It printed every level for each of the variables listed as data type “character”. In order to be a true categorical value, or category, there should be substantially fewer categories than there are total observations. Looking back through the output at the number of levels for each factor, all but “location” and “creator” have far fewer levels than total observations, which for our dataset is 500.
n_distinct(levels(as.factor(ks$location)))
## [1] 288
n_distinct(levels(as.factor(ks$creator)))
## [1] 497
Those numbers tell me that a few (very few) of our projects have the same creator, and there are quite a few that share a similar location. We could choose to leave these two as character data (especially creator), but there is some benefit to encoding them as factors despite not being true categories. We can always undo it later if we need to.
ks$country <- factor(ks$country)
ks$category <- factor(ks$category)
ks$is_starrable <- factor(ks$is_starrable)
ks$spotlight <- factor(ks$spotlight)
ks$currency <- factor(ks$currency)
ks$location <- factor(ks$location)
ks$creator <- factor(ks$creator)
We can verify each of our new factor variables:
is.factor(ks$state)
## [1] TRUE
is.factor(ks$category)
## [1] TRUE
is.factor(ks$is_starrable)
## [1] TRUE
is.factor(ks$spotlight)
## [1] TRUE
is.factor(ks$currency)
## [1] TRUE
is.factor(ks$location)
## [1] TRUE
is.factor(ks$creator)
## [1] TRUE
# Or
class(ks$state)
## [1] "factor"
class(ks$category)
## [1] "factor"
class(ks$is_starrable)
## [1] "factor"
class(ks$spotlight)
## [1] "factor"
class(ks$currency)
## [1] "factor"
class(ks$location)
## [1] "factor"
class(ks$creator)
## [1] "factor"
We just changed our working dataset again, so we need to update the codebook again. Let’s head over there now. Don’t forget about “state”, which we encoded in a separate, earlier chunk.
Exploring the “state” Variable
Because the state variable contains information about whether or not each project was successful, it seems like a logical place to start exploring.
levels(ks$state)
## [1] "canceled" "failed" "live" "successful" "suspended"
Let’s take a look at how many of our projects fall into each of the categories.
ks %>%
ggplot(aes(x = state)) +
geom_bar()

ks %>%
group_by(state) %>%
summarise(n())
ks %>%
group_by(state) %>%
summarise(n())
Looking at the chart it’s easy to see that most of our projects fall into either the “failed” or “successful” categories. Thinking through the meaning of these, I think the failed and successful projects are probably of the most interest to us. The projects that are still live likely don’t help us much, since they don’t yet have an outcome. A little research as to why Kickstarter would suspend a project reveals that there are a number of possible reasons, but most can be summed up as a violation of Kickstarter’s rules or terms. Let’s pull up the suspended project to see if we can tell what happened here.
ks %>%
filter(state == "suspended")
So we have a project called Boltivate. What I find most interesting is that the amount pledged was far above the goal at the time the project was suspended. I found Boltivate’s profile on Kickstarter, which is still active at the time I’m putting this together. There is some interesting discussion in the comments section from the day they were suspended and shortly thereafter if you’re interested.
My initial thought had been that suspended projects could potentially be lumped in with the failed projects. With Boltivate having received pledges of over four times its goal, calling it failed doesn’t seem appropriate. I think we should ignore it for our analysis.
I also originally thought that cancelled projects could be included with failed projects. I’m basing this on the assumption that projects’ creators cancel a project when it becomes apparent that it will inevitably fail. Let’s test this assumtion and see if it holds any water. One way we can do that is to compare the amount pledged to the goal.
ks %>%
filter(state == "canceled") %>%
mutate(pledged_to_goal = pledged / goal) %>%
ggplot(aes(pledged_to_goal)) +
geom_histogram()
## `stat_bin()` using `bins = 30`. Pick better value with `binwidth`.

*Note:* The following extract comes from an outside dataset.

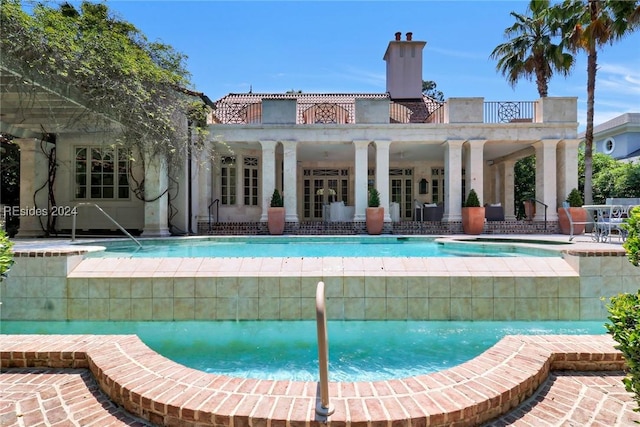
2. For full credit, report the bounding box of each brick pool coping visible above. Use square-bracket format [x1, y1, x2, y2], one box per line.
[0, 335, 625, 427]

Looks like most of the cancelled projects had a pledged to goal ratio of at or very near 0, meaning 0 or very few pledges. Some are higher, but none appear to have met their goal (a ratio of greater than 1). Let’s look a little closer at the more succesful of those projects.
ks %>%
mutate(pledged_to_goal = pledged / goal) %>%
filter(state == "canceled", pledged_to_goal >= .5)
A few things I notice from looking at the entries above: first, the range of when they were cancelled to their respective deadlines varies from a few hours before to a couple weeks. In fact, the most successful project (88% funded) was cancelled well before its deadline. This seems to invalidate my assumption that projects were cancelled when it became inevitable that they would fail.
My personal takeaway is that we should ignore cancelled projects as well since we don’t have much (or possibly any) information about why they were cancelled and don’t want to make generalizations that would be inaccurate in at least some instances.
So let’s focus in on the successful and failed projects. We’ll use the filter function.
(ks <- ks %>%
filter(state == "successful" | state == "failed"))
ks %>%
ggplot(aes(x = state)) +
geom_bar()

ks %>%
group_by(state) %>%
summarise(n())
So we now have a categorical variable with two possible options: “failed” or “successful”.
Based on the question we are trying to answer, we will be building a model in the next phase which attempts to predict or explain success of Kickstarter projects. While actually building the model is the subject of Phase 3, during this phase we are essentially preparing ourselves and our data to build that model. One of our underlying goals is to be thinking of ways to answer our question. Because the variable contains information about the success or failure of each project, it becomes an obvious candidate to be our dependent variable. Being a binary variable, meaning each case falls into one of two categories, we will have the opportunity to build a logistic regression model. Logistic regression models attempt to explain the relationship between a binary dependent variable and one or more independent variables.
When the time comes, however, I will want to build another type of model: one using linear regression. Linear regression uses a continuous, rather than categorical, dependent variable. In this particular situation, this may prove important because it will have the potential to explain degrees of success rather than simply success or failure. For example, if the binary view is taken, projects that barely miss their goal are classified as just as much of a failure as projects that get no funding at all. Similarly, projects that barely meet their goal are viewed the same as projects that exceed their goal by ten fold. Each view may by useful different situations so we will be sure you are comfortable using both.
With the goal in mind of also being able to create a linear regression model, we need to begin thinking about the dependent variable to use. “state” is out because it is categorical. “pledged” is the next obvious candidate, as its value certainly demonstrates success. The problem with the “pledged” variable is that by itself it does not contain enough information to help us. For example, pledges of $1000 would be a massive success, but for others that same $1000 would mean massive failure. Therefore we have to consider the amount pledged relative to each project’s goal.
In order to do so, we will create a new variable that contains the ratio of the amount pledged to the goal for each project. We have actually already used a variable just like this when we were exploring the cancelled projects before we decided to remove them. We just didn’t make it permanent at the time.
To refresh your memory, here is how to create the temporary variable:
ks %>%
mutate(pledged_to_goal = pledged / goal)